6 Most Common Questions About Child Custody

Six Common Questions about Child Custody

Everything You Need to Know about Custody Negotiation

One of the most stressful aspects of a separation or divorce is how it affects children. The state of Florida always encourages parents to put aside any differences and do what is best for the child. As parents, there can be a lot of questions and concerns that arise regarding your children.

At LaFrance Law, we have been helping families develop and execute effective child custody agreements for over 20 years. To help you navigate the regulations set by the state of Florida here are some of the most common questions we hear.

1. How is Custody Determined?

During an uncontested divorce, parents will need to come to an agreement regarding time sharing and decision making. Since these decisions are made without the aid of the Florida court system, this parenting plan must still be submitted in writing for official approval.

If a parenting plan cannot be agreed upon, the court will step in to assist with the process by determining what will be in the best interests of the child based on state statute 61.13. Evidence can be submitted through personal testimony or witness testimony by family, friends, teachers, etc. This evidence can be used to demonstrate why a particular statutory factor favors one parent over another.  Parents are also able to secure the services of a Guardian ad Litem (GAL) who will interview and observe the family, witnesses and even the child (if they are old enough) and make a recommendation to the court regarding custody.

2. Can I Get Primary Custody?

The state of Florida no longer assigns primary or secondary custody and refers to custody as time sharing. Usually, time sharing is split 50/50, but if the parents cannot agree or the courts find that equal time sharing is not in the child’s best interest one parent can be granted majority time sharing (anything over 50%).

3. What is the Parenting Plan?

A parenting plan is a document created to establish guidelines and rules regarding time sharing for each parent during the school year, holidays and summer vacation. This plan also establishes how both minor and major decisions regarding anything from health to schooling for the child are made. Even when a parent has sole parental responsibility, they may still have to consult with the other parent but will still make the final decision on their own.

4. How Much Child Support Will I Have to Pay?

Because Florida does not assign primary custody, determining child support is based on the combined income of both parents and the number of children as defined by Florida statute 61.30. Each parent’s share of the total support obligation is based upon how much of their respective income accounts for the combined net income.

Calculating Child Support (Example)
For instance, the Father is earning 65% of the combined net income and the total support obligation is $1,000, the Father’s basic support obligation is $650 and the Mother’s is $350.

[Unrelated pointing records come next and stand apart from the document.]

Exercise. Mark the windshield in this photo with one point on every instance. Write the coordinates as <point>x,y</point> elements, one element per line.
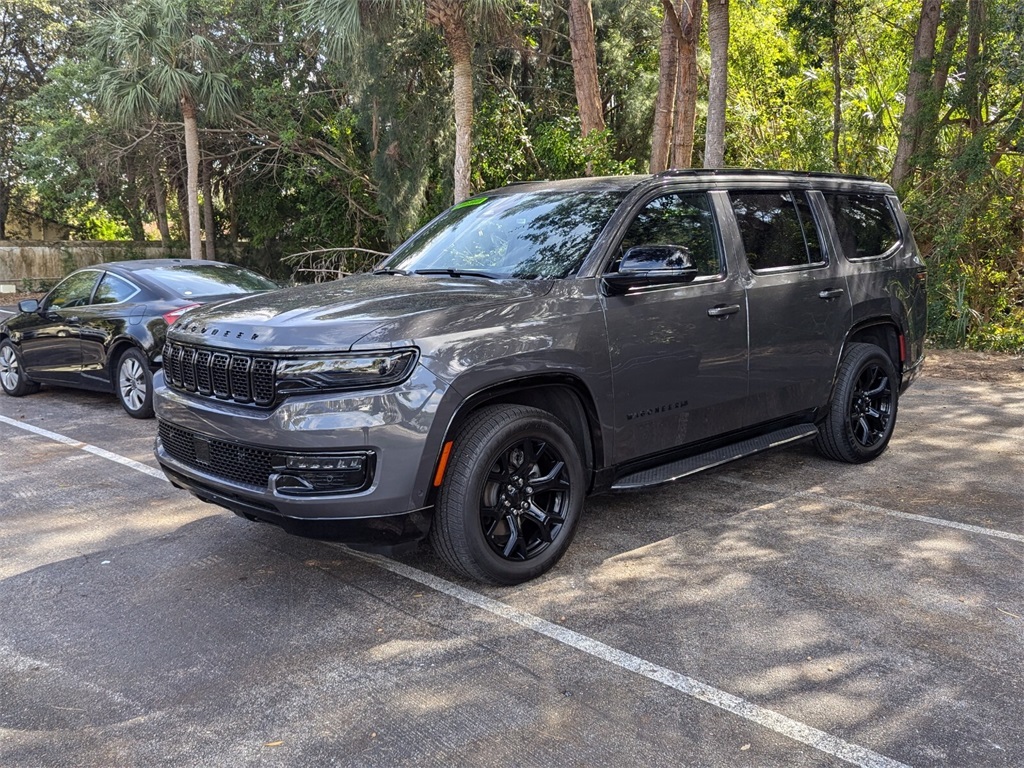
<point>526,236</point>
<point>197,281</point>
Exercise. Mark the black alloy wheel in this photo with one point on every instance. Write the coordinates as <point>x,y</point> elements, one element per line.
<point>523,502</point>
<point>511,498</point>
<point>862,413</point>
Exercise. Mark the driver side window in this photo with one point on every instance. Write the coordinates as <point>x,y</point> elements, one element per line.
<point>682,220</point>
<point>74,291</point>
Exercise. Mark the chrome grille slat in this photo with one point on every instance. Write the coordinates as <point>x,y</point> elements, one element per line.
<point>240,378</point>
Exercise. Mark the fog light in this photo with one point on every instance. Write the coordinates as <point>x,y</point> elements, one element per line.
<point>312,474</point>
<point>325,463</point>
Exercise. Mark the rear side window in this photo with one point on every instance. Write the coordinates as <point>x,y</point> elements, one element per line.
<point>777,228</point>
<point>114,290</point>
<point>864,223</point>
<point>76,290</point>
<point>189,281</point>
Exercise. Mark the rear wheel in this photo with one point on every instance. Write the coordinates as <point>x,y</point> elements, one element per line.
<point>512,496</point>
<point>862,411</point>
<point>133,384</point>
<point>12,376</point>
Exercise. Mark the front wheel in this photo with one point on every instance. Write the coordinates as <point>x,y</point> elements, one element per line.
<point>133,384</point>
<point>862,412</point>
<point>512,496</point>
<point>12,376</point>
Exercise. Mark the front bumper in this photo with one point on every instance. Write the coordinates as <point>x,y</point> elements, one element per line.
<point>392,427</point>
<point>390,536</point>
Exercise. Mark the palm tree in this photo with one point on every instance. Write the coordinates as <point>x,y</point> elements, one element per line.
<point>157,60</point>
<point>344,24</point>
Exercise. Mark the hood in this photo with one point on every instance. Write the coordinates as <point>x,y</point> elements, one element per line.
<point>335,315</point>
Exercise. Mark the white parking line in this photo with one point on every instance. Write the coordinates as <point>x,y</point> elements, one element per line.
<point>872,508</point>
<point>766,718</point>
<point>102,453</point>
<point>701,691</point>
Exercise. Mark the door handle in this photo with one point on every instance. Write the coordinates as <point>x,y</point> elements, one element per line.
<point>723,309</point>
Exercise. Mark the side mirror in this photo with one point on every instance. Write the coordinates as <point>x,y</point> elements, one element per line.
<point>651,265</point>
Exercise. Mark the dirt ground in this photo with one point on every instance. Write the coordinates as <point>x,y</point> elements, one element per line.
<point>963,364</point>
<point>939,364</point>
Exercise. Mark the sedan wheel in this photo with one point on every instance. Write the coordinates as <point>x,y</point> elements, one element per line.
<point>134,385</point>
<point>12,377</point>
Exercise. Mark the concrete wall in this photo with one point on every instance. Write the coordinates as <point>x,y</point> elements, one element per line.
<point>25,262</point>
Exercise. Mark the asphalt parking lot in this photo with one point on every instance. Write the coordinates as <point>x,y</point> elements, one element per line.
<point>783,610</point>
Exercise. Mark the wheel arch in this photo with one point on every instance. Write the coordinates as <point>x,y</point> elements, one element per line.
<point>117,350</point>
<point>562,395</point>
<point>882,332</point>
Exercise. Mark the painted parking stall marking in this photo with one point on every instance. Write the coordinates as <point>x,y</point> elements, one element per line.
<point>764,717</point>
<point>95,451</point>
<point>873,509</point>
<point>684,684</point>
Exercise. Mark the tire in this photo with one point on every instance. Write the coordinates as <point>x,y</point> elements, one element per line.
<point>133,384</point>
<point>512,496</point>
<point>12,377</point>
<point>862,411</point>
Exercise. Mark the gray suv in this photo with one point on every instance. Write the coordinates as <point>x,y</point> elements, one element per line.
<point>545,341</point>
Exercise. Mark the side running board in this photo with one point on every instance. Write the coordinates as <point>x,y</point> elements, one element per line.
<point>691,465</point>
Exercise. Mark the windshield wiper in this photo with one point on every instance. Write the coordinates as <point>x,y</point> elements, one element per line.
<point>459,273</point>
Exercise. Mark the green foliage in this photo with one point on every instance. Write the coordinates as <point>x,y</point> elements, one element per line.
<point>564,155</point>
<point>354,152</point>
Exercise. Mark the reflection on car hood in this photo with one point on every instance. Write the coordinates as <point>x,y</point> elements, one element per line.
<point>335,315</point>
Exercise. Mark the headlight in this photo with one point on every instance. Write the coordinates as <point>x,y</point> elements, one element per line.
<point>356,371</point>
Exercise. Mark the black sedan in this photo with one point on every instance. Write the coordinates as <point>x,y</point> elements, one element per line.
<point>102,327</point>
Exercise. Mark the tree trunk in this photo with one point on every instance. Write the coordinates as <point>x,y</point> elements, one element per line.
<point>688,22</point>
<point>208,223</point>
<point>182,198</point>
<point>585,67</point>
<point>450,16</point>
<point>952,19</point>
<point>160,200</point>
<point>192,183</point>
<point>918,88</point>
<point>972,83</point>
<point>718,41</point>
<point>4,208</point>
<point>668,67</point>
<point>837,97</point>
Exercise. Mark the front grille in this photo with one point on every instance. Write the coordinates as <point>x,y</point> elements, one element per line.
<point>241,378</point>
<point>241,464</point>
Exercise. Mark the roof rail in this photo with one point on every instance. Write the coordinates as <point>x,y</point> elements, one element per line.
<point>672,172</point>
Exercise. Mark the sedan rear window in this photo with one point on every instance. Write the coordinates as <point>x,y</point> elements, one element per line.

Each parent also has an obligation to contribute to the health insurance cost to cover the children and to contribute to any daycare expense and unreimbursed medical expenses. These expenses are generally split per the parent’s respective pro-rata share of the combined net income. Once the basic obligation of each parent is determined, consideration must be given to the impact of time-sharing. If a parent has at least 20% of the overnight time-sharing with the children during the year, then that time-sharing percentage must be factored into the calculation of the support.

5. Is Custody Affected if I’m in the Military?

Even when there is a parenting plan and time sharing schedule, having one or both parents in the military can complicate these agreements. In 2008, House Bill 435 was passed to provide “active, deployed or temporarily assigned to military service” parents options to temporarily assign another person to act on their behalf in regards to the child. The Bill also makes it difficult for the families of service members to modify an existing time sharing order without “clear and convincing” evidence that a change is in the best interest of the child.

6. Can I Move My Child Out of the State of Florida if I Share Custody?

If you are looking to make a move that is more than 50 miles away for more than 60 days, you must not only inform the other parent but also get consent to make the move. If both parents agree to the relocation it must be recorded in writing with any modifications to the parenting plan and time sharing schedule included. If the parent who is staying in Florida does not agree a petition can be submitted that outlines why and where you want to move with updates to previous agreements. The courts will then evaluate the information and decide based on the best interests of the child.